О русском стихосложении - [8]
Упала...
"Здесь он! Здесь Евгений!"
По форме можно подумать: не хватило в строфе места слову "упала" и перенесено оно в следующую строфу. Ведь можно было бы сказать:
Кусты сирен переломала,
По цветникам летя к ручью,
И на скамью упала...
Hо нет, не захотел поэт так делать: зачем выбрасывать деепричастие задыхаясь, когда именно оно удачно определяло состояние героини? А что с Татьяной сделалось? Автор чуточку помедлил, чтобы читатель или слушатель пережил момент ожидания. Этому и послужил перенос слова со строфы па строфу. Пушкину нужно передать взрыв ее душевного волнения, тревоги и смущения: "Здесь он! Здесь Евгений!" Получилось, что и читатель стал соучастником ее переживаний. Вот так:
По цветникам летя к ручью,
И задыхаясь на скамью...
Речь ускоряется, и вдруг пауза:
Упала...
"Здесь он! Здесь Евгений!"
Бурю душевного волнения надо показать правдиво, сильно... Вот и выручил поэтический перенос!
Интересен перенос и в "Сне Татьяны". В четырнадцатой строфе из V главы говорится, как Татьяна убегает от медведя. Заканчивается строфа так:
Она бежит, он все вослед:
И сил уже бежать ей нет.
А пятнадцатая строфа начинается и события развертываются:
Упала в снег; медведь проворно
Ее хватает и несет;
Она бесчувственно покорна,
Hе шевельнется, не дохнет...
Экспрессия этого переноса иная: заключена она в страхе перепуганной героини, но сила этого чувства не так уж велика, как сила любви. Вот что хотел поведать нам автор. Тут и синтаксическое оформление проще: никаких ступенек и знаки препинания спокойные. Это соответствует тому, что наша героиня "бесчувственно покорна".
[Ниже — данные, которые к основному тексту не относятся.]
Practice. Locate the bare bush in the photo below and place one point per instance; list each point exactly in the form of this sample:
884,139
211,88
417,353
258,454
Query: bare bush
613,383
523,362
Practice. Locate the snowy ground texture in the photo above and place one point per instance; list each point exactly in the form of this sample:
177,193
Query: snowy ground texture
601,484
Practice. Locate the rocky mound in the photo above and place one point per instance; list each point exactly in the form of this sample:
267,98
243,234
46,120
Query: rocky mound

Весьма содержателен енжамбеман у М. Ю. Лермонтова в его поэме "Тамбовская казначейша". Здесь экспрессия столь же сильна, но эмоциональный мотив ее другой: пе чувство любви и тревоги, а презрение героини поэмы к своему мужу. И там для описания ее нервного перенапряжения потребовался автору перенос строфы на другую. Попытайтесь самостоятельно разобраться в строфах пятьдесят первой и пятьдесят второй. (В них, помимо переноса со строфы на строфу, есть переносы и от стиха к стиху. Присмотритесь внимательно, найдете их быстро.)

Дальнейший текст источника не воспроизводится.